Inferensys

Integration

AI Integration with Weights and Biases Custom Charts

Build custom visualization panels in W&B to monitor unique LLM metrics, such as token usage per conversation turn, tool call success rates, or sentiment trends in generated content.
Hardware engineer integrating LLM with IoT sensors, circuit boards on desk, soldering iron nearby, maker lab aesthetic.
FROM BLACK BOX TO BUSINESS DASHBOARD

Why Custom W&B Charts Are Critical for LLM Operations

Standard LLM metrics don't capture the operational and financial realities of running agents and RAG in production.

Out-of-the-box dashboards in Weights & Biases track generic ML metrics like loss and accuracy, but production LLM applications demand business-aware visualizations. Teams need to monitor token consumption per conversation turn to correlate cost spikes with specific user intents or agent tool calls.
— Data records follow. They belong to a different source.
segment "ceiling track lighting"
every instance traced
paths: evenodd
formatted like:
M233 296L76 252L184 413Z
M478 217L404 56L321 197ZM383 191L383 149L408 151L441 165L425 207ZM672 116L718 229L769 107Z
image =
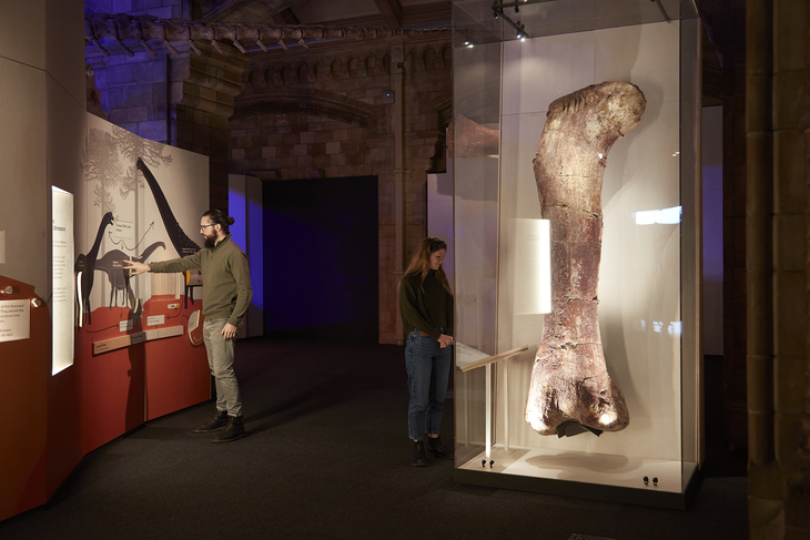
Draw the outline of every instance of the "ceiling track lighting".
M504 8L512 7L512 6L514 6L515 13L517 13L518 12L517 2L509 3L509 4L503 4L503 3L498 4L498 2L496 1L493 4L493 16L495 17L495 19L499 19L499 18L504 19L504 22L506 22L507 24L509 24L512 28L515 29L515 32L516 32L515 37L522 41L526 41L526 38L530 38L530 35L528 33L526 33L526 26L524 23L522 23L520 21L517 21L517 22L513 21L512 19L509 19L509 16L504 13Z

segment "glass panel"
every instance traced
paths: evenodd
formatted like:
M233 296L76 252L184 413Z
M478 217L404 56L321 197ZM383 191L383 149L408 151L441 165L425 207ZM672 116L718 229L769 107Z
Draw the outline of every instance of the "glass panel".
M502 41L499 23L482 18L480 9L480 2L459 2L453 11L453 251L459 368L495 354L496 336ZM456 461L464 462L484 451L492 432L487 429L492 378L487 368L480 368L456 370L454 380Z
M700 21L690 19L681 21L681 141L680 141L680 181L684 205L684 224L681 238L681 302L684 310L684 336L681 351L681 404L682 404L682 490L702 461L701 434L703 409L700 380L702 370L702 350L700 344L700 326L698 309L700 306L700 286L698 276L702 276L700 243L702 215L701 205L701 165L700 165Z
M680 495L697 468L700 32L691 2L661 6L671 22L649 0L529 0L497 20L489 1L454 3L457 366L528 348L457 371L459 469ZM515 40L507 18L533 38ZM468 38L498 31L503 47ZM544 217L533 160L549 104L604 81L632 82L647 100L601 185L598 323L630 424L540 436L525 421L545 318L526 298L526 253Z

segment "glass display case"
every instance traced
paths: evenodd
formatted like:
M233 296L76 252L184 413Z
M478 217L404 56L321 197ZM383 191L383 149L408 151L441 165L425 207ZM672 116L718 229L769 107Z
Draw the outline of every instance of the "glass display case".
M693 3L456 0L453 21L455 479L684 508L702 460ZM544 246L556 225L533 161L549 104L605 81L646 99L598 155L601 258L583 259L595 262L598 334L629 424L540 435L527 401L560 255Z

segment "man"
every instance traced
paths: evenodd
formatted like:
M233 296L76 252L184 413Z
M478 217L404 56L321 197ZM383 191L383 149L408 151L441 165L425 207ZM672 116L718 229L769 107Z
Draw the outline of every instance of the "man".
M253 298L247 257L227 232L233 217L212 208L200 220L205 246L194 255L142 264L124 261L130 275L144 272L185 272L201 268L203 275L203 339L211 375L216 381L216 414L194 428L195 434L220 431L213 442L231 442L245 435L242 397L233 370L234 342L239 325Z

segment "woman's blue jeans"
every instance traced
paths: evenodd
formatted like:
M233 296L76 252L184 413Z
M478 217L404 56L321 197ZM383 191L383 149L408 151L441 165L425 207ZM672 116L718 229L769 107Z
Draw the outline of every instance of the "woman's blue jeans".
M408 334L405 343L405 369L408 374L408 435L422 439L424 434L438 435L444 415L444 398L450 375L450 347L442 348L419 330Z

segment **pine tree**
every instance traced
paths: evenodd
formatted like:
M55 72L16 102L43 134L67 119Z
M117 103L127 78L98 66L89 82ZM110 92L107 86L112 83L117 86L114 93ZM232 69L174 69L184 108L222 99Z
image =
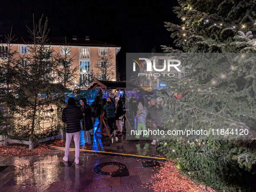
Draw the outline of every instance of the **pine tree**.
M38 26L34 23L33 28L29 29L31 41L24 42L27 53L17 61L15 86L13 87L12 96L7 101L12 103L10 110L15 117L15 126L9 128L8 134L9 137L16 139L37 140L59 128L55 123L57 117L51 114L56 112L49 109L51 105L58 105L59 102L59 90L53 83L57 80L54 74L58 70L58 63L53 59L52 49L45 45L48 20L46 18L42 25L42 16ZM42 127L43 121L49 122L47 130Z
M160 150L176 159L181 173L197 184L218 191L252 191L248 181L256 173L255 142L250 139L256 137L255 57L226 54L214 58L206 53L255 52L256 4L249 0L178 1L180 6L174 10L182 24L165 22L165 26L176 38L176 46L191 53L190 59L196 62L187 69L187 80L166 80L169 90L183 95L179 101L162 96L165 110L172 113L171 117L163 115L164 127L170 130L240 128L248 129L251 137L245 140L179 138L162 142L165 144ZM163 48L165 52L182 52ZM224 56L229 62L218 62ZM183 63L185 67L187 63Z
M5 42L1 42L2 46L0 47L0 134L3 135L7 134L8 129L12 126L13 115L10 111L13 102L8 102L12 100L13 88L15 86L17 74L15 67L17 52L12 48L15 41L12 31L5 37ZM4 45L4 43L6 45Z

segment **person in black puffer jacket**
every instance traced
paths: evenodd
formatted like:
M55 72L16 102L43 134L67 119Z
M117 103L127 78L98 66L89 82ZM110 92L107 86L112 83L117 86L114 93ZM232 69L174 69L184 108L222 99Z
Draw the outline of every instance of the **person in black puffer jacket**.
M103 107L103 111L107 114L107 125L110 129L110 134L112 134L114 131L114 122L116 120L116 106L112 103L110 98L107 99L107 103Z
M75 147L75 159L76 164L79 163L79 147L80 140L80 131L81 126L80 120L83 118L83 114L79 107L75 104L75 99L70 97L68 100L68 106L62 111L62 122L67 123L66 128L66 144L65 145L65 156L63 157L64 161L68 161L68 152L70 142L74 137Z
M85 98L80 99L81 104L81 111L83 113L84 118L82 119L82 130L84 132L84 149L91 149L91 135L90 131L93 129L93 123L91 117L93 116L91 106L87 104L87 101Z
M117 135L121 135L123 131L122 118L123 118L123 102L122 102L122 101L119 100L118 97L116 97L116 102L115 103L115 105L117 109L116 110L116 124L117 127L118 132L117 134Z

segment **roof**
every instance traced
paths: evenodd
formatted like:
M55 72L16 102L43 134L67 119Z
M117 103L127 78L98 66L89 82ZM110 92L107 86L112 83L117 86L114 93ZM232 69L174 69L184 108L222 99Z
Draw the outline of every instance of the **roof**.
M100 88L115 90L126 89L127 90L144 90L141 87L137 86L130 82L101 80L94 80L86 87L86 90L87 90L88 89Z
M70 46L94 46L94 47L108 47L120 48L120 46L110 44L104 42L100 42L94 39L86 40L84 38L77 38L73 39L72 38L65 38L59 37L49 37L49 40L45 43L46 45L63 45L65 44L69 44ZM5 42L5 37L0 36L0 41L2 41L3 43ZM32 44L33 41L29 37L25 38L18 38L16 40L12 43L17 44L24 44L29 42Z

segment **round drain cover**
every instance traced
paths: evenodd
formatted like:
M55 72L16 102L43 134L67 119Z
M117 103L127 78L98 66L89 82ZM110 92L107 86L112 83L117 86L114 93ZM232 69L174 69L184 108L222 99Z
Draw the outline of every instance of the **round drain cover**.
M108 162L97 165L94 171L100 175L113 175L123 172L126 168L126 165L121 163Z
M119 169L119 166L115 165L109 165L104 166L101 170L105 172L113 172Z

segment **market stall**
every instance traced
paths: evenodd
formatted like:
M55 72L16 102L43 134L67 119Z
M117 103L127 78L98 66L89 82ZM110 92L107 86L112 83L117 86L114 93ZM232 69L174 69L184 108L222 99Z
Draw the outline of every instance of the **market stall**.
M103 96L106 98L108 97L107 92L106 91L107 90L111 90L113 93L116 93L117 96L119 96L119 93L122 93L123 94L123 96L125 96L126 92L137 92L139 91L144 91L141 87L130 82L101 80L94 80L86 87L86 90L88 90L88 89L100 89L103 92ZM124 100L124 106L125 108L126 107L126 99ZM129 109L126 109L124 111L126 112ZM108 136L110 138L111 138L109 130L108 128L107 128L107 126L106 123L107 118L104 117L104 112L102 111L102 108L101 109L101 115L99 119L100 122L94 134L96 135L97 133L102 135ZM126 122L127 122L130 128L132 128L132 126L128 121L125 112L123 118L124 120L124 128L126 128ZM103 132L104 127L106 128L107 133ZM100 128L100 131L99 131Z

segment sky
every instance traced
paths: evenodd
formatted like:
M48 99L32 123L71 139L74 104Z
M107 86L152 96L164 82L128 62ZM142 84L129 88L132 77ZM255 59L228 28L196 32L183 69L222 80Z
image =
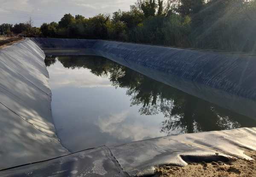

They need to track tool call success rates to identify flaky APIs that degrade user experience, and visualize sentiment trends in generated content to preempt brand safety issues. Without custom charts, you're flying blind on what matters: unit economics, workflow reliability, and output quality.

Building these panels requires instrumenting your LangChain or custom application to log structured events to W&B's wandb.log(). For example, each agent step should emit a custom metric like tool_call_latency_ms and tool_success_bool. A RAG retrieval event should log retrieved_chunk_relevance_score and context_token_count. These events become dimensions you can slice in W&B's custom chart builder to create operational dashboards that answer specific questions: "Which customer segment is driving the highest cost per resolved ticket?" or "Is our new embedding model improving retrieval accuracy for technical support queries?"

Rolling out custom charts follows a governance workflow: First, define the key business metrics with product and finance stakeholders. Next, instrument the application code, often using LangChain callbacks or middleware. Then, build the charts in a shared W&B project with appropriate RBAC, treating them as versioned assets. Finally, integrate alerts from these charts into your on-call system (e.g., PagerDuty) for anomalies like a 50% spike in token usage. This transforms W&B from an experiment tracker into the system of record for AI operations, providing the granular visibility needed to scale LLM applications confidently and cost-effectively.

ARCHITECTURE SURFACES

Where Custom Charts Plug Into the W&B and LLM Stack

Logging Custom Metrics from LLM Inference

Custom charts are most valuable when visualizing metrics specific to agentic or RAG workflows, which aren't captured by default. Integrate the W&B SDK into your LangChain or custom application code to log these metrics at runtime.

Key Integration Points:

  • Agent Tool Calls: Log success/failure rates, latency, and cost per tool (e.g., database query, API call).
  • RAG Retrieval: Track chunk relevance scores, retrieval latency, and hit/miss rates for your vector store queries.
  • Conversation Analysis: Log per-turn metrics like sentiment drift, token usage, or custom safety scores.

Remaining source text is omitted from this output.